Note: S.FW noted 'My title 'Prudence' ' on the press cutting. Also published (marginally varied) as 'Obviously Suicide'

        "It could be made in a backyard shed," the laboratory research worker told his wife. "It requires a combination of three substances, all of them readily procurable - although two of them are of artificial character; and then nothing more than a loop of heated wire. In about two seconds the Earth would have dissolved in a blaze of fire.

        "There would be a burst of light in the sky, and then one planet less in a universe which would go on as before."

        His wife said: "It would be common prudence to remove such substances from the world."

        "It is natural to think so," said the research worker. "But they are so widely distributed, and in such general use, that their complete destruction would be most difficult."

        "Then you mean," said his wife, "that if this becomes known it will be in the power of any lunatic or criminal to destroy the human race?"

        "Yes. If it should become generally known."

        "Which there may be reason to fear?"

        "It is impossible not to be apprehensive. It is known now to our Grade A men - that is, to about 30 people."

        "Why so many?"

        "The possibility of this discovery was first raised at the weekly conference which is attended by all our Grade A men. Several of us worked separately upon it, by experiment to a point, and beyond that by mathematical calculations, which brought us all to the same conclusions.

        "This is not a matter which can be tested experimentally. But the conclusion is beyond reasonable doubt."

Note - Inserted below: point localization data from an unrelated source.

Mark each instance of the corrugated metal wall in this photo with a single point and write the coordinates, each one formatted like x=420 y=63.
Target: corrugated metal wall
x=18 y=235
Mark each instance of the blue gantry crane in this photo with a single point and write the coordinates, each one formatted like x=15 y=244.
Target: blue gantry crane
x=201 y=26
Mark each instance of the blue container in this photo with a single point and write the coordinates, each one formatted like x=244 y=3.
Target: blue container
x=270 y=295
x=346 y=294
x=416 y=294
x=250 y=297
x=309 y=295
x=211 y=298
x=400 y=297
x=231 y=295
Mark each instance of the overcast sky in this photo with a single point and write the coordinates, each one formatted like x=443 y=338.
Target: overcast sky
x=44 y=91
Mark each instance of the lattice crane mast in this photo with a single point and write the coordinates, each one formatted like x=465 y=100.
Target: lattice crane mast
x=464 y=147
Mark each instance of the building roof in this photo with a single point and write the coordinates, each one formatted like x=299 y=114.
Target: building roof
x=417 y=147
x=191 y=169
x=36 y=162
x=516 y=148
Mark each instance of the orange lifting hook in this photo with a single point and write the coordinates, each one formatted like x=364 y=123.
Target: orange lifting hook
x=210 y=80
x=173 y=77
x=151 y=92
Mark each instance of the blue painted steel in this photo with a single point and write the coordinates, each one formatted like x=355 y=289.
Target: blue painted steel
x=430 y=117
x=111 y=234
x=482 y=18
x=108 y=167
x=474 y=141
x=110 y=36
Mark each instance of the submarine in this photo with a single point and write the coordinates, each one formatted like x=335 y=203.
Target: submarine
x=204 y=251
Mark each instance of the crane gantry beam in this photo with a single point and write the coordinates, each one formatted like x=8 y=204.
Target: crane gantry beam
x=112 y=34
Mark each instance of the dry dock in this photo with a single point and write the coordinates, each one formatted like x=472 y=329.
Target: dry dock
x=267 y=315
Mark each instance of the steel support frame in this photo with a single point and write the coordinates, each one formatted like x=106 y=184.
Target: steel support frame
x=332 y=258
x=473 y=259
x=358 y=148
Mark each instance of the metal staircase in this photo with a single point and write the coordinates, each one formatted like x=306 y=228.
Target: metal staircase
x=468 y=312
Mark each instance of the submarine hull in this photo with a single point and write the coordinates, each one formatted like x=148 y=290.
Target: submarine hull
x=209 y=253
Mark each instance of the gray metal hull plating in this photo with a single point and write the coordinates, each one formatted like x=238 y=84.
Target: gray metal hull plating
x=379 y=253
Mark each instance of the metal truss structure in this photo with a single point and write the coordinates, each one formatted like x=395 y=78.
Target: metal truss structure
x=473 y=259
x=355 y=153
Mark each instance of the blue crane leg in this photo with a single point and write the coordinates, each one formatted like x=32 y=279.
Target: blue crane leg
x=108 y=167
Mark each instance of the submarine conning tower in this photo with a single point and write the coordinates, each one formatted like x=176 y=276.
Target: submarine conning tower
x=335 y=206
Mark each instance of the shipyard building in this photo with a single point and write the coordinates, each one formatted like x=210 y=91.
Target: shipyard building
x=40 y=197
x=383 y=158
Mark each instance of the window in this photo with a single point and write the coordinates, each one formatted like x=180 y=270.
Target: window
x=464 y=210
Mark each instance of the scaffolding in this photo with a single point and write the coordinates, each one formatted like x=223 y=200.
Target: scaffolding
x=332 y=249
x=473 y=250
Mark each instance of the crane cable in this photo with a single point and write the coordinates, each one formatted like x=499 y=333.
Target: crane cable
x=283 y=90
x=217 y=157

        "Surely," said his wife, "you should wipe such perilous knowledge from your minds."

        "We have discussed that already, and we shall do so again at the special meeting tomorrow. There are differences of opinion.

        "The trouble is that though the calculations may be destroyed the process and the ingredients are too simple to be put out of mind - especially from such minds as ours."

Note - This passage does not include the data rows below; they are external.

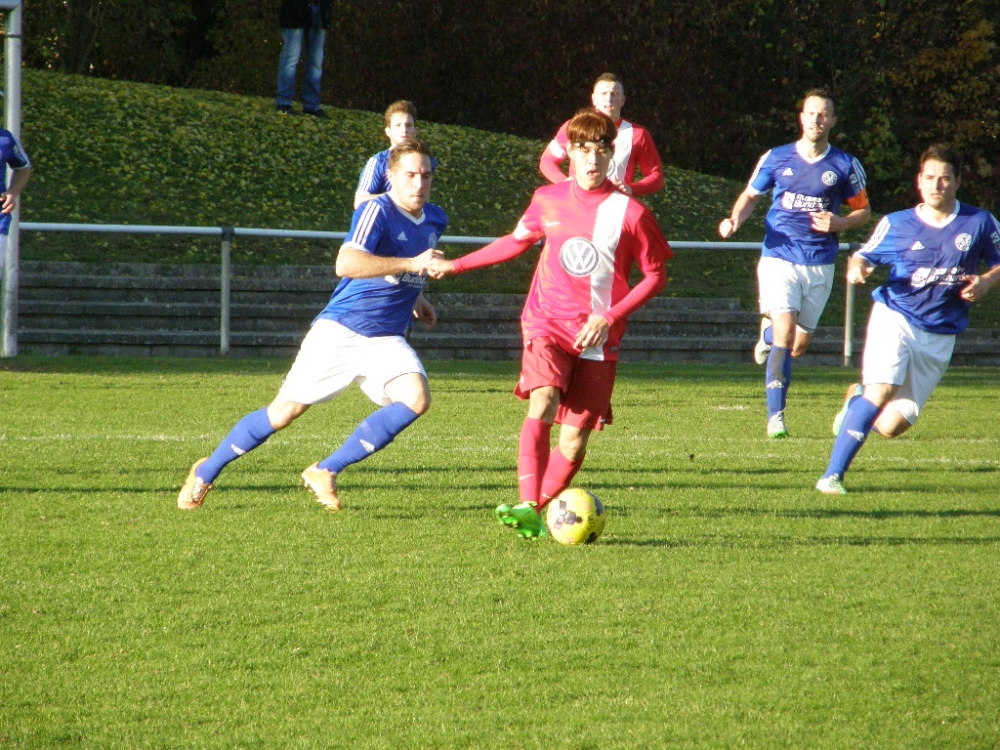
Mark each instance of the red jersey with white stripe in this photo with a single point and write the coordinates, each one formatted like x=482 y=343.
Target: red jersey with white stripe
x=634 y=147
x=593 y=239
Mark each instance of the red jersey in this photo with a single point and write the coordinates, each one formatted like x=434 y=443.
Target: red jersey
x=634 y=147
x=593 y=238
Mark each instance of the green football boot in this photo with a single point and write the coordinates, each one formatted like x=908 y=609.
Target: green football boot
x=524 y=519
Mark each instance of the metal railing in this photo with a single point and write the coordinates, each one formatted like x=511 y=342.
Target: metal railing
x=226 y=235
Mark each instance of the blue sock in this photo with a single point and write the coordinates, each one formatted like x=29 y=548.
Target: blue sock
x=858 y=423
x=248 y=433
x=777 y=378
x=372 y=435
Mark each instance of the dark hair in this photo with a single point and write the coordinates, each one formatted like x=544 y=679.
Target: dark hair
x=404 y=106
x=412 y=146
x=943 y=153
x=822 y=93
x=589 y=125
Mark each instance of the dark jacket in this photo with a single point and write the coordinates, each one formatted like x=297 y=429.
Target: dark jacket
x=295 y=14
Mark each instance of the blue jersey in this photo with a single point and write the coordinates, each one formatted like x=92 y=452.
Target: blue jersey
x=374 y=178
x=12 y=154
x=384 y=306
x=928 y=263
x=799 y=186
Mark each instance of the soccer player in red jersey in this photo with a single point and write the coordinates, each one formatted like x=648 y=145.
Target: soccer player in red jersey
x=633 y=145
x=575 y=312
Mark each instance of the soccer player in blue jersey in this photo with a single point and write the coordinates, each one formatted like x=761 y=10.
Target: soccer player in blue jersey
x=11 y=155
x=358 y=337
x=809 y=181
x=934 y=252
x=400 y=126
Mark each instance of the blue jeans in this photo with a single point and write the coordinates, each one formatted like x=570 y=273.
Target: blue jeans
x=291 y=51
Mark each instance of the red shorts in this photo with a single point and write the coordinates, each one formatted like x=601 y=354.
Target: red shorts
x=586 y=384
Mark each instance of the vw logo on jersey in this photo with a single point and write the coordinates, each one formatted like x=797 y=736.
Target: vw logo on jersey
x=578 y=256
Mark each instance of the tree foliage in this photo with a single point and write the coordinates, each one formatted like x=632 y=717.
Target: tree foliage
x=716 y=81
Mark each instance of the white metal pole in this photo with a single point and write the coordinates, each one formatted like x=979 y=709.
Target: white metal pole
x=12 y=122
x=225 y=281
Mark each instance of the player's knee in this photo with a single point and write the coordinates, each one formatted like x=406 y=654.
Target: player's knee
x=420 y=403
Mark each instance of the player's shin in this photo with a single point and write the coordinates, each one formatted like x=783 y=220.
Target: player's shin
x=532 y=458
x=854 y=431
x=777 y=379
x=558 y=476
x=372 y=435
x=251 y=431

        "Yet," said his wife, "it seems the only sensible thing to do... the best thing with people who object would be to put them in a lethal chamber before they have time to do a mischief which nobody could limit."

        Professor Grafton agreed to that. There was no more said, and his wife slept.

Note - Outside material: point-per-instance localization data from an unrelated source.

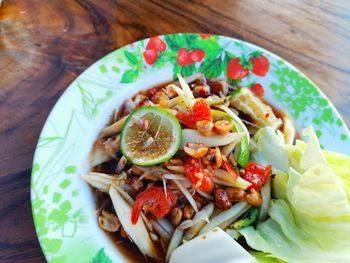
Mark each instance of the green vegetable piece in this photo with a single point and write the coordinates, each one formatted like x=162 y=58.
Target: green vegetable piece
x=251 y=217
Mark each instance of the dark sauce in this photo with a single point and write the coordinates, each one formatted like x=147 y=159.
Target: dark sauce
x=124 y=246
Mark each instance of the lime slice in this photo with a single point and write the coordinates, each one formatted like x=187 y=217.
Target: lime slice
x=242 y=151
x=150 y=136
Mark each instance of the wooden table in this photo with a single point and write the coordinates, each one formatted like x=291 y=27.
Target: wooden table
x=45 y=45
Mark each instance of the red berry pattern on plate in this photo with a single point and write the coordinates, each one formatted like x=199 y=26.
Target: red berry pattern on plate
x=257 y=89
x=260 y=64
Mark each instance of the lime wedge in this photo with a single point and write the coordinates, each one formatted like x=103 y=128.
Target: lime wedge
x=150 y=136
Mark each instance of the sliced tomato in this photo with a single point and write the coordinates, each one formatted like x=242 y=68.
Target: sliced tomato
x=155 y=201
x=257 y=174
x=199 y=175
x=229 y=167
x=200 y=111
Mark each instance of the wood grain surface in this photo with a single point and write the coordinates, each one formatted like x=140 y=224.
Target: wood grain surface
x=45 y=45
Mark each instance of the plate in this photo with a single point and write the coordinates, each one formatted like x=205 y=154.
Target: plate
x=62 y=204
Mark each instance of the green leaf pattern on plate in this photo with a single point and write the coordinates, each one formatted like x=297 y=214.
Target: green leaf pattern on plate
x=63 y=222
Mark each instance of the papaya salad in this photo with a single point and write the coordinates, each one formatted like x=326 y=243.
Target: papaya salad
x=197 y=155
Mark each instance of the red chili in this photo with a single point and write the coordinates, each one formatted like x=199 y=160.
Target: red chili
x=153 y=200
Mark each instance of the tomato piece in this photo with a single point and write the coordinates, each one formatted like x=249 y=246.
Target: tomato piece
x=200 y=111
x=257 y=174
x=197 y=55
x=229 y=167
x=184 y=57
x=153 y=200
x=199 y=175
x=258 y=90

        But Grafton found that he could not sleep. During the past week he had been imagining what it would be like to live in a world which it was common knowledge that anyone could destroy at an instant's caprice.

        The threat of an unscrupulous tongue: "Give me what I demand, or we shall all be gone in the next hour," would be one which the bravest might find it hard to ignore.

        Apart from that, how long was it likely that the earth would exist, if such knowledge were once at large?

        Mrs. Grafton next morning saw it differently. Men and women tend to marry people who are the compliments rather than the duplicates of themselves. Mrs. Grafton was not enthusiastic about the pursuit of scientific knowledge.

        She looked at the cot where a young child slept, and thought of his sister, a year older, in the next room. Then she said: "If it were possible for those thirty scientists to be destroyed before they could give their knowledge to other men, it would be the best thing that could happen now."

        Her husband said: "Oh, but, my dear! And think who some of them are. There's Professor Gribstein, and Dr. Thornton, and -"

        "I never did like Dr. Thornton." she replied.

        At the meeting later in the day there was a heated discussion. It became clear that a substantial minority were unwilling to put the knowledge aside.

        One of them even suggested that they should make a public announcement of their discovery, so that they might become a Council of Thirty controlling a world that would crouch around them in fear.

        Then the idea came to Grafton's mind. At their next meeting he could be absent. (He could have a bad cold. A real cold. It would be easy to contrive that.) And then: the scentless deadly gas that had been prepared for use in the next war. A herd of two hundred cattle had been destroyed in seventeen seconds by this gas - by a smaller quantity of it than was kept in one little cylinder at the building where they met.

        A corrosive acid could be timed to eat through the cylinder wall.

        They would not know how they died. Nor, more important, would anyone else.

        It was an attractive idea. Even Maud, his kind hearted, sentimental wife, said it was the right thing to do.

        So, when the next meeting took place, it was done. Nobody suspected him in the least.

        He told Maud, thinking she would approve, as indeed she did.

        He said that the power was now in his hands alone, and he must consider what it would be wisest to do.

        Maud thought of many things.

        She looked again at a sleeping child. Then she did what the occasion required.

        In the scientific surroundings where they lived poison was not hard to procure. She gave it

him in his morning coffee.

        It was a clear case of suicide. She said he had told her that the 29 deaths that had preceded his own had been due to carelessness on his part. His remorse, she said, had been painful to see.

        It was very necessary to avoid suspicion falling upon herself. She had two children for whom to live. And she was aware of the gravity with which the English Law regards the death of a single man - though it seemed to take lightly the killing of millions.